A couple of notes here:
The mortgage commitment letter is a confidential document shared by the lender with the borrower (the Buyer). Typically, the only other person who sees the letter is the Buyer's attorney. When I am the listing agent, I am always surprised when the Buyer's agent sends me a copy of the commitment letter(!).
Sometimes a mortgage commitment letter states that a lender will offer the loan as long as certain conditions are fulfilled. This is known as a conditional commitment. Loans are always conditional in the early stages, but the conditions are cleared progressively as the loan moves through underwriting and processing. What the Buyer is seeking in the end - by the mortgage commitment date - is a clean commitment. That is, a mortgage commitment letter without conditions.
It is quite common for the mortgage commitment date to be extended. Often, the lender simply needs more time to clear conditions on the loan. The burden is on the Buyer to request and receive from the Seller in writing any mortgage commitment date extension. In the Cambridge and Somerville market, the norm is for the Buyer's attorney to make a written request for the mortgage commitment date extension via the Seller's attorney, and for the Seller's attorney to grant it. The norm is for a mortgage commitment date extension request to be granted. Think about it for a moment. The transaction has advanced many weeks from accepted offer, and the closing date is coming up very soon. Everyone understands that pushing through to closing is typically the wisest course.

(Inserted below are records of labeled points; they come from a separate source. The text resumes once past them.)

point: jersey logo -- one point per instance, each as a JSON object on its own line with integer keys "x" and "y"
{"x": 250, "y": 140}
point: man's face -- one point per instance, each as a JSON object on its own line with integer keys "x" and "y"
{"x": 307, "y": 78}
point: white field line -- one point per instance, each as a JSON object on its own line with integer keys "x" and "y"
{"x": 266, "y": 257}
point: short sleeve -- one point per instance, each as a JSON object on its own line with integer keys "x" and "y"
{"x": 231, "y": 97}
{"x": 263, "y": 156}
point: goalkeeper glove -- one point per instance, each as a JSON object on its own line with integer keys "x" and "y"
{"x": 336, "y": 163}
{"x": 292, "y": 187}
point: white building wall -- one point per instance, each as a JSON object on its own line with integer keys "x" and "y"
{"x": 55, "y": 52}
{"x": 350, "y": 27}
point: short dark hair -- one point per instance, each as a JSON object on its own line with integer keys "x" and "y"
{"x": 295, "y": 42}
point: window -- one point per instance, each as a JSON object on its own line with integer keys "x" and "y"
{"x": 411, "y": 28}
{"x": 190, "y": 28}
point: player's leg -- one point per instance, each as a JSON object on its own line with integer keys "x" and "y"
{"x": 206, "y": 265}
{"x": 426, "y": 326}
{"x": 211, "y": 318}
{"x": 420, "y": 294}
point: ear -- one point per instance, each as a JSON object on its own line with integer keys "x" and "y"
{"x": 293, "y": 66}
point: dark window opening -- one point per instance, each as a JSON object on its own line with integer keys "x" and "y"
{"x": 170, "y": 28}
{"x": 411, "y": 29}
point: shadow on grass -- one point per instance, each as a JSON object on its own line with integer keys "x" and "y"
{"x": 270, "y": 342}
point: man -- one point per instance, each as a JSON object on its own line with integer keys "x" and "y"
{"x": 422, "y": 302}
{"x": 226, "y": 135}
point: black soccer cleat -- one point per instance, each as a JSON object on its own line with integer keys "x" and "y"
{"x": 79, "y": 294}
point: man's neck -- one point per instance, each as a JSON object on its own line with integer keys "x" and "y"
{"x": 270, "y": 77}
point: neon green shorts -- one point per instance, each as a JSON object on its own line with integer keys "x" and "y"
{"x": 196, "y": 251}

When I am the Buyer's agent, I always make sure to remind my Buyer when the mortgage commitment date is approaching and then insure that the Buyer via the Buyer's attorney has requested a mortgage commitment date extension in writing, if an extension is necessary. Recently, in a transaction in which I served as the listing agent for the Seller, I was surprised that the Buyer's mortgage commitment date came and went, and only the day after the commitment date did the Buyer's attorney request a mortgage commitment date extension of the Seller's attorney. At that point, it was too late (commitment date extension not granted as commitment date had passed), and the Buyer had sacrificed the safety net of the mortgage contingency - basically, at that point, the Buyer's deposit was at risk. Fortunately, everything worked out and the property closed. The moral of the story is to be sure to get a mortgage commitment date extension in writing if a mortgage commitment date extension is needed.
In real estate transactions involving a mortgage contingency, the issuance of the mortgage commitment letter is usually the golden moment, as it is typically the final contingency to be met. What happens next when the mortgage commitment is in hand is that the attorneys schedule the closing:).